我忽然想逗逗她,故意凑近半寸,声音压得很低,带着点刻意的沙哑:“有多好看?”
她的呼吸瞬间乱了,眼睛睁得圆圆的,像受惊的小鹿,往后缩了缩,却忘了身后就是墙壁,退无可退。“就、就……”她“就”了半天,也没说出个所以然,脸却红得像熟透的梅子。
看着她这副模样,我忽然觉得,蒙着布也挺好——至少能藏住我此刻忍不住扬起的嘴角。
“睡吧。”我躺回原位,声音里带着笑意,“明日还要爬山。”
她“哦”了一声,却没立刻躺好,而是盯着我蒙着布的脸看了半晌,才小声说:“影,等这事了了,你能不能……让我看看你的样子?”
“好。”我闭着眼,答应得干脆。
她似乎没料到我会这么爽快,愣了愣,随即发出一声极轻的、带着笑意的叹息,呼吸渐渐平稳下来。

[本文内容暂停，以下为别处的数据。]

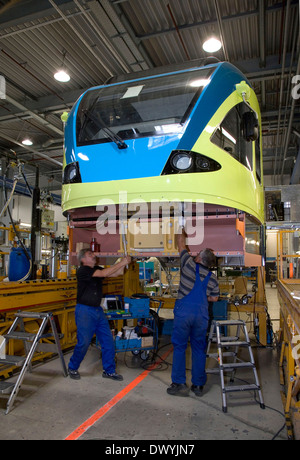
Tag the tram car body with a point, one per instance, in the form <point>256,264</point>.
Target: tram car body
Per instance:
<point>175,135</point>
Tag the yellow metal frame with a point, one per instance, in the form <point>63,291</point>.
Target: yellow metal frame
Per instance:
<point>58,297</point>
<point>290,355</point>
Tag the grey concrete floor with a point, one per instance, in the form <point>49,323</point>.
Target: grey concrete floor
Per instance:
<point>50,406</point>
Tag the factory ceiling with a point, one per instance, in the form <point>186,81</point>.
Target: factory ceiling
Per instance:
<point>98,39</point>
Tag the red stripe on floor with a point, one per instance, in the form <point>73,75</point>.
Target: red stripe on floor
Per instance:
<point>104,409</point>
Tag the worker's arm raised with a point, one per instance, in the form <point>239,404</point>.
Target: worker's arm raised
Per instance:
<point>114,270</point>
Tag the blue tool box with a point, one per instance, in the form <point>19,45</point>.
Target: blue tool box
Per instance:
<point>128,344</point>
<point>138,307</point>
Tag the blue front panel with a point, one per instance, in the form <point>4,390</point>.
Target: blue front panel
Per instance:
<point>222,85</point>
<point>146,157</point>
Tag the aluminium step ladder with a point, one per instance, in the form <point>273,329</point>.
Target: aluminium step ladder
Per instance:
<point>232,345</point>
<point>31,344</point>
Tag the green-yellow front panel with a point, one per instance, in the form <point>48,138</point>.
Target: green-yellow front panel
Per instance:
<point>232,186</point>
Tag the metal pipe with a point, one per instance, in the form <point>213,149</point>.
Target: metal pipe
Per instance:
<point>42,155</point>
<point>80,37</point>
<point>281,86</point>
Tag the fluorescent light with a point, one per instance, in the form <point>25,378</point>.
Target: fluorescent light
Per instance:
<point>197,83</point>
<point>27,142</point>
<point>62,76</point>
<point>212,45</point>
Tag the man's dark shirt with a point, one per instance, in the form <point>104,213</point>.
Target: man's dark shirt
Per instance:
<point>89,288</point>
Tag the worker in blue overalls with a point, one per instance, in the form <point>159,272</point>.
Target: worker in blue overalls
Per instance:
<point>198,286</point>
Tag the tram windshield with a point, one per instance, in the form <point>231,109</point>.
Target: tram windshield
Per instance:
<point>153,106</point>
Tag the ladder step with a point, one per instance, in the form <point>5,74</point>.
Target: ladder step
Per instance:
<point>229,339</point>
<point>6,387</point>
<point>237,365</point>
<point>241,388</point>
<point>31,315</point>
<point>234,344</point>
<point>20,335</point>
<point>230,322</point>
<point>15,360</point>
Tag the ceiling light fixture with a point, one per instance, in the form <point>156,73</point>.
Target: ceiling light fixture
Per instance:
<point>62,75</point>
<point>27,142</point>
<point>212,45</point>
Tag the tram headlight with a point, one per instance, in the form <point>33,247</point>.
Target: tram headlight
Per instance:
<point>71,174</point>
<point>187,161</point>
<point>182,161</point>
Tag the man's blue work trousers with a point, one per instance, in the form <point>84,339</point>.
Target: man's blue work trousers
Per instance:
<point>190,322</point>
<point>90,321</point>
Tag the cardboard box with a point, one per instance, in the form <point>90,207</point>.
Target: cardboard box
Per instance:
<point>80,246</point>
<point>147,342</point>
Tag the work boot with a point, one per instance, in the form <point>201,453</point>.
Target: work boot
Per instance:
<point>112,376</point>
<point>178,389</point>
<point>198,390</point>
<point>74,374</point>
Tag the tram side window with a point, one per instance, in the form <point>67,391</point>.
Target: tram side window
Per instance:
<point>257,159</point>
<point>229,136</point>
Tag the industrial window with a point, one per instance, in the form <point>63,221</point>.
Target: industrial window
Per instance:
<point>229,136</point>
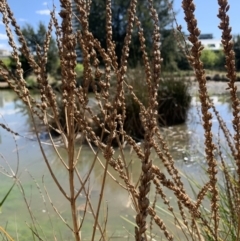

我听着她的呼吸声,心里像被什么东西填满了,暖融融的。窗外的月光移到床沿,照在两人交叠的影子上,像被温柔地系在了一起。
或许前路依旧有刀光剑影,或许暗香楼的机关比想象中更凶险,但此刻,听着身边人的呼吸,闻着她发间的梅香,忽然觉得,再难的坎,也能笑着跨过去。
因为这灯影里的温柔,这梅香中的牵绊,早已成了比刀锋更锋利的铠甲,比解药更有效的慰藉。
夜渐深,客栈的喧嚣渐渐平息,只有窗外的风还在轻轻吹着,带着远处落霞山的草木气,和一丝若有若无的、属于未来的期许。